Ian Martin has lunch with Bauhau and his companion Darcy Farquear’say
MONDAY. Hugely cheered by a survey revealing that 98 per cent of people have ‘absolutely no idea’ what an ‘urban hub envisioner’ is.
Excellent. The mystery of my craft is essential not just for the lofty professional articulation of ‘austerity metanomics’ but more importantly for the setting of a proper fee scale.
TUESDAY. As sure as night follows day, some depressing news. Certain spiteful local politicians have leaked a confidential report highly critical of the Tamworth Bolus.
Breadheads, dullards and opportunists, the lot of them. It took me years to design the Bolus, a unique plasmic icon of progressive municipalism. It has been under construction since 2002. nobody can claim anything’s been rushed.
Yes, the budget has been overshot by £15 million. That alone should be testament to how much thought has gone into it. Just my bad luck that the Tamworth Bolus is an excuse for fashionable negativity. People see something noble and life-affirming and decide it’s cleverer to say ‘commercially and operationally flawed’. Vague talk of ‘issues’ with fire regulations and so on has marred what should have been a celebratory period, leading up to the (fingers crossed) official opening of the Bolus in due course.
It’s an ill wind, every cloud etc. While the building itself is becoming a reality, the local authority will now at least have a bit more time to determine what the 2,000 staff destined to work in the Bolus might actually be doing in two years.

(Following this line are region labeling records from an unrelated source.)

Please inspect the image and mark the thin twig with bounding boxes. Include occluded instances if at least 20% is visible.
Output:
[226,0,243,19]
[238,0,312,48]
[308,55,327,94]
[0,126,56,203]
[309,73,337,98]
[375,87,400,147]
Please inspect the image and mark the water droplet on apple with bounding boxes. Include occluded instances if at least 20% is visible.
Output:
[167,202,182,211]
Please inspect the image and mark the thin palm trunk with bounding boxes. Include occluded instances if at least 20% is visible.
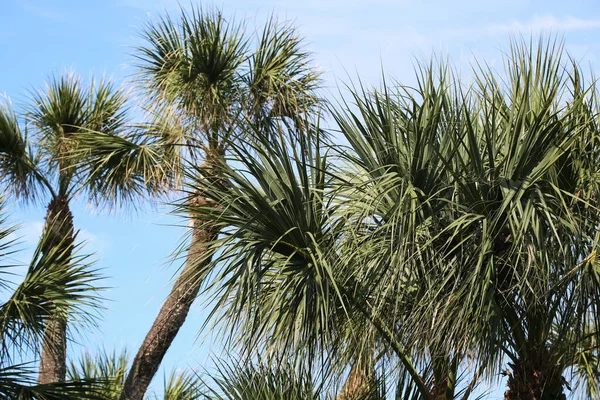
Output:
[337,362,375,400]
[120,162,218,400]
[38,196,74,384]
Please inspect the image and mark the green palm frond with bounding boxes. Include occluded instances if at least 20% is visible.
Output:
[136,8,247,133]
[245,16,320,122]
[200,359,326,400]
[67,351,129,400]
[0,219,101,357]
[183,121,340,360]
[0,364,106,400]
[26,74,127,200]
[155,371,202,400]
[0,99,45,200]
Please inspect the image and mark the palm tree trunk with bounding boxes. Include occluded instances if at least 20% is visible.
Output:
[504,361,567,400]
[120,161,218,400]
[337,362,375,400]
[38,196,74,384]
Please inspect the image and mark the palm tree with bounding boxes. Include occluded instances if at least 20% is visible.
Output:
[182,38,600,400]
[79,8,319,400]
[67,351,203,400]
[338,41,600,400]
[176,119,477,399]
[0,75,144,384]
[0,197,103,400]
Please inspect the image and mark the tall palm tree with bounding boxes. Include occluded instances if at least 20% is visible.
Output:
[182,119,477,399]
[338,41,599,400]
[0,75,144,384]
[0,197,103,400]
[75,8,319,400]
[178,41,600,400]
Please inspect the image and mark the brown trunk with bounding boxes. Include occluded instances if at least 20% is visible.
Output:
[337,363,375,400]
[504,361,567,400]
[38,196,74,384]
[120,190,218,400]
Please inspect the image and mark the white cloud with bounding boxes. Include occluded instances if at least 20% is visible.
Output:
[21,1,67,22]
[485,15,600,34]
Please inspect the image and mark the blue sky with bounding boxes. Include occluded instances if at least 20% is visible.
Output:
[0,0,600,396]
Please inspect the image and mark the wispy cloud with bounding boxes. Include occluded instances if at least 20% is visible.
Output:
[485,15,600,34]
[21,1,67,22]
[442,15,600,37]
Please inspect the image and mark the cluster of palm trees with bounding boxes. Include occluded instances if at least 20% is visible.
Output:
[0,8,600,400]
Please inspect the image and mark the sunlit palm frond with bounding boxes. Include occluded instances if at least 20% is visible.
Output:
[67,351,129,400]
[0,99,40,199]
[246,16,320,122]
[0,222,101,358]
[137,8,247,135]
[201,359,326,400]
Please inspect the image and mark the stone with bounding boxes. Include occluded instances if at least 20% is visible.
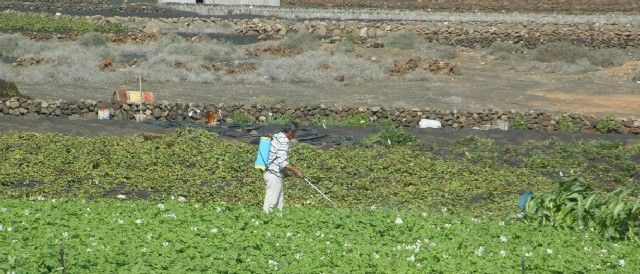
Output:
[69,114,85,121]
[492,120,509,130]
[80,112,98,120]
[418,119,442,128]
[0,79,31,99]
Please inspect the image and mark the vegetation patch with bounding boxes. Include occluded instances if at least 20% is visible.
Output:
[0,199,640,273]
[0,129,640,215]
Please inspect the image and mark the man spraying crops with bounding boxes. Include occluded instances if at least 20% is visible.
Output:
[262,124,304,213]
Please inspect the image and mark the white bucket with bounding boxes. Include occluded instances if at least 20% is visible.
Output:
[418,119,442,128]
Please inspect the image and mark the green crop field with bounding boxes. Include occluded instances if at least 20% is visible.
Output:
[0,200,640,273]
[0,129,640,273]
[0,13,128,33]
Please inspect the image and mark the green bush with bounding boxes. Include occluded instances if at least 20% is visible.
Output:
[0,13,129,33]
[525,178,640,241]
[596,116,622,134]
[558,115,580,132]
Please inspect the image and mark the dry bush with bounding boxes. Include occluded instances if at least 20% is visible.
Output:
[532,42,587,63]
[487,42,524,60]
[403,69,433,81]
[587,48,630,67]
[378,31,424,49]
[78,32,107,48]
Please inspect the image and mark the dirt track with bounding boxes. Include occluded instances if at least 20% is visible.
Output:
[0,116,638,147]
[281,0,640,14]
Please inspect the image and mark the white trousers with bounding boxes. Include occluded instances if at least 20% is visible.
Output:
[262,171,284,213]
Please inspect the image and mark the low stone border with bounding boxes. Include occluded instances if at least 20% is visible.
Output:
[0,98,640,134]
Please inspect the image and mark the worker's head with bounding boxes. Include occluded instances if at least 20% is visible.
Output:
[282,122,298,139]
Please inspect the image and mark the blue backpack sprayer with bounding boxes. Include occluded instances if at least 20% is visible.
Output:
[255,137,336,207]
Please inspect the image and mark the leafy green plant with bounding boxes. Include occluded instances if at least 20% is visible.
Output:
[511,115,527,129]
[558,115,580,132]
[525,177,640,241]
[231,112,253,125]
[596,116,622,134]
[0,13,129,33]
[0,129,640,215]
[0,199,640,273]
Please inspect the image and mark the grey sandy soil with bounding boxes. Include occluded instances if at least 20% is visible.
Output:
[18,54,640,117]
[0,116,639,146]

WEDNESDAY. In the morning, design a building embodying the virtues of quiet understatement. In the afternoon, arrange to have it aggressively marketed.
THURSDAY. Lunch with Bauhau, the architectural critic and dachshund. He’s looking very smart in his bow-tie collar and skinny-fit red corduroy trouser suit. Also in attendance: Bauhau’s companion Darcy Farquear’say, former epic space correspondent for the Creative on Sunday. Darcy was once notionally in charge of this relationship. Then ‘Bauhau’ landed a gig as Darcy’s replacement and things got a bit strained.
It hasn’t helped that the column ghosted by Darcy - ‘Ground Zero, a canine look at new design’ - is more popular than Darcy’s elegant witterings ever were. ‘Hey Bauhau’ he says, sucking another large scotch through his ragged beard, ‘What do you think of the shard?’
Bauhau senses a cue and gives a little whimper, pleading for all this to make sense. Darcy does a ‘sad’ face. ‘He says the shard looks vewy, vewy tall to a ickle doggy. and he wonders if it’s in the wight place, or is the wight shape, or has any welevance to ickle doggies and their fucking so-called FRIENDS AT ALL!’
As management closes in to ask Darcy to keep the noise down, he slips helplessly to the floor, getting a dog’s-eye view of the world. Not for the first time, I reflect upon the capricious world of architectural criticism.
FRIDAY. Great work by my mate Dusty Penhaligon the conservactionist. He’s converted a neo-hippy mixed workplace for ruthless entrepreneurs back into a tea warehouse.
SATURDAY. Five-a-zeitgeist theoretical football. Actual Building 0, Signage Indicating Lifestyle Recalibration 1 after extra time for mortgage application.
SUNDAY. Newspaper review in the recliner. Bauhau’s Ground Zero column is veering dangerously close to some kind of existential implosion.
Described as ‘The Creative on Sunday’s resident cultural data sausage’, Bauhau now seems intent on biting the hand that feeds him. Reviewing a bike stand outside a laptopping club in soho, he says it’s ‘wilfully complex and flattering, as if affirming the cyclist’s mythic power and defying the ocean of doubt lapping at the edges of our self-consciousness…’
Elsewhere he describes the accidentally discovered industrial undercroft of a major museum as ‘healing space, a butch counterpoint to the cluttered drivel and meaningless throng of the galleries above’. It’s as if every aspect of the inhabited built environment disgusts him.
I half-expect Bauhau to be dropped as architecture critic any week now. On the other hand, I half-expect him to become a celebrity novelist.